Jeder Schritt, den ein Patient nach einer Krankheit, Operation oder einem Unfall wieder sicher gehen kann, ist ein Sieg – und ein Maßstab für Lebensqualität. Rehabilitation ist weit mehr als ein medizinisches Nachsorgeprogramm: Sie entscheidet darüber, ob Menschen ihr Leben aktiv und selbstbestimmt gestalten können. Genau hier setzt die OTWorld 2026 an: Vom 19. bis 22. Mai zeigen der Weltkongress und die internationale Fachmesse, wie moderne orthopädisch-unfallchirurgische Rehabilitation auf den neuesten wissenschaftlichen Erkenntnissen, innovativer Technik und interdisziplinärer Zusammenarbeit aufbaut.

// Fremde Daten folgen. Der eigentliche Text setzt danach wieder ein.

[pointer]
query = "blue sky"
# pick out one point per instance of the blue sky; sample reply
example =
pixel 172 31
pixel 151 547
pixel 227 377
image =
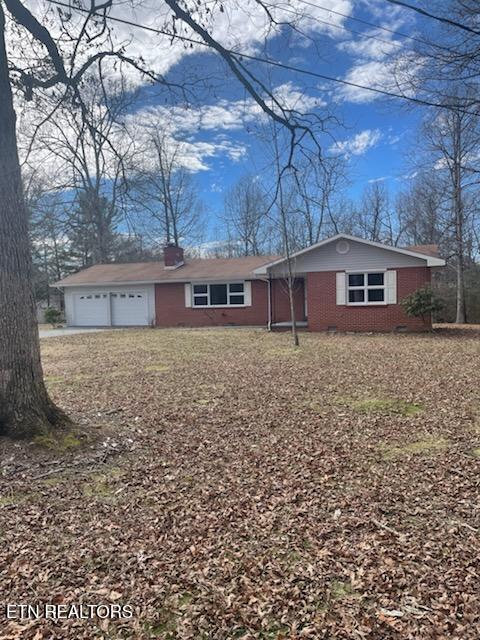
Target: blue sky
pixel 219 127
pixel 375 133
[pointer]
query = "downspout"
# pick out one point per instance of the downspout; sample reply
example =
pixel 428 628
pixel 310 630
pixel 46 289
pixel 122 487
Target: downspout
pixel 269 301
pixel 269 324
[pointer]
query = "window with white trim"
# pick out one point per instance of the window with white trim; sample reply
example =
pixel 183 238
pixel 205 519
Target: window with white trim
pixel 366 288
pixel 218 295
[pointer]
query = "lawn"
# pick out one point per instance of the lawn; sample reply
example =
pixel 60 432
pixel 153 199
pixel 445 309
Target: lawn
pixel 226 485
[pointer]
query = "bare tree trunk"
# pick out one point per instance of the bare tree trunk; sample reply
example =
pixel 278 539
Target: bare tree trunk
pixel 291 277
pixel 25 408
pixel 458 216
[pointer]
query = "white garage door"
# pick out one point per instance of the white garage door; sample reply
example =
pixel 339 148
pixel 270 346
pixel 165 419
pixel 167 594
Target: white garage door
pixel 91 310
pixel 129 308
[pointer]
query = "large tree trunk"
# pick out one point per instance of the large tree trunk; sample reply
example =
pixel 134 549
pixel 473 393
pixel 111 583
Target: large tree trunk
pixel 25 408
pixel 459 221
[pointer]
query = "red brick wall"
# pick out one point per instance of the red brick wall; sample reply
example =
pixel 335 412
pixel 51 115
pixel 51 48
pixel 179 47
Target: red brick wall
pixel 323 312
pixel 171 311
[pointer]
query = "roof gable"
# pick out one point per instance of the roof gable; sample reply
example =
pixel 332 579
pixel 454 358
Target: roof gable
pixel 152 272
pixel 348 252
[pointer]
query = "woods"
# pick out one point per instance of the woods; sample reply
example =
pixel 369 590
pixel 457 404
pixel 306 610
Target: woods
pixel 101 185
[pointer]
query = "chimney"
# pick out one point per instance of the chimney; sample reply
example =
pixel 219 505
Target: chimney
pixel 172 256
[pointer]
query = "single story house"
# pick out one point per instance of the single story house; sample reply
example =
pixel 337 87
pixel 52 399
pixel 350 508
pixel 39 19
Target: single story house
pixel 342 283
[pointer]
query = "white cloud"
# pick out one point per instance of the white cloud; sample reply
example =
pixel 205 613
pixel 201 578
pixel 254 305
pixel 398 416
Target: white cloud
pixel 243 26
pixel 358 144
pixel 370 49
pixel 380 179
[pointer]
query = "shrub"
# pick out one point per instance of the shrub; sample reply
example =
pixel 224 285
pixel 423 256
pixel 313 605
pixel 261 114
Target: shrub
pixel 422 302
pixel 53 315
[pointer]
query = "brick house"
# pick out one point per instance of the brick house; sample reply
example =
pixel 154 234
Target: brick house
pixel 342 283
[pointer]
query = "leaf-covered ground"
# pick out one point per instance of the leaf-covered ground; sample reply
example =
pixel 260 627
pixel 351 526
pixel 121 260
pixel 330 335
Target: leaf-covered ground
pixel 228 486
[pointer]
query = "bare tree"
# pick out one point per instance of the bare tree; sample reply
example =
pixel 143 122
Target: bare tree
pixel 164 193
pixel 452 137
pixel 372 219
pixel 245 216
pixel 25 407
pixel 91 149
pixel 318 187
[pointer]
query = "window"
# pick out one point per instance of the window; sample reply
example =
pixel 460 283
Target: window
pixel 218 295
pixel 366 288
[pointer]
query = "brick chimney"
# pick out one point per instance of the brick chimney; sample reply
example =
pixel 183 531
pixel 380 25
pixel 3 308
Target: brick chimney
pixel 172 256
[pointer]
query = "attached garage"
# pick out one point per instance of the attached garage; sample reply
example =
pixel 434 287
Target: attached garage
pixel 91 309
pixel 129 308
pixel 110 306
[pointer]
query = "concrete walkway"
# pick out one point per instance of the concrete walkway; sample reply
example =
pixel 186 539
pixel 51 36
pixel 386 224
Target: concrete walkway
pixel 70 331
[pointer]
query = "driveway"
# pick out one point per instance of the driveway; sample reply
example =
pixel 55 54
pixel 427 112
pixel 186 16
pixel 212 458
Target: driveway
pixel 54 333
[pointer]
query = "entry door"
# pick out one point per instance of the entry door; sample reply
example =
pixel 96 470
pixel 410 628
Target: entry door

„Die Rehabilitation ist eine der Grundsäulen, die neben einer leitliniengerechten Diagnostik und Behandlung über das Behandlungsergebnis für den Patienten entscheidet“, betont Kongresspräsidentin Dr. Doris Maier, Ärztliche Direktorin der BG Unfallklinik Murnau. „Sie braucht interdisziplinäre Teams, zeitgerechte und patientenzentrierte Behandlungspfade – und eine passgenaue orthopädietechnische Versorgung. Gerade in Zeiten wirtschaftlichen Drucks ist es wichtig, Rehabilitation als festen Bestandteil einer integrativen Versorgung zu stärken.“
Hightech in der Praxis
Der Weltkongress der OTWorld greift die vielfältigen Facetten moderner Rehabilitation in Symposien, Workshops und Vorträgen auf. Diskutiert werden unter anderem phasenübergreifende Rehabilitationskonzepte, der Übergang von Akutversorgung in die Reha sowie neue Wege der Schmerzreduktion. Ein eigenes Symposium widmet sich der Frage, wie Rehabilitation auch in Krisen- und Konfliktsituationen verlässlich organisiert werden kann – von der Fast-Track-Rehabilitation bis zur sektorübergreifenden Versorgung. Technologische Entwicklungen spielen dabei eine immer größere Rolle. Orthesen, Exoskelette, intelligente Steuerungssysteme oder digitale Trainings- und Therapietools eröffnen neue Möglichkeiten, Mobilität, Selbstbestimmung und Teilhabe zu fördern. Experten zeigen, wie diese Technologien evidenzbasiert eingesetzt werden und welche Erfahrungen es aus der klinischen und ambulanten Praxis gibt.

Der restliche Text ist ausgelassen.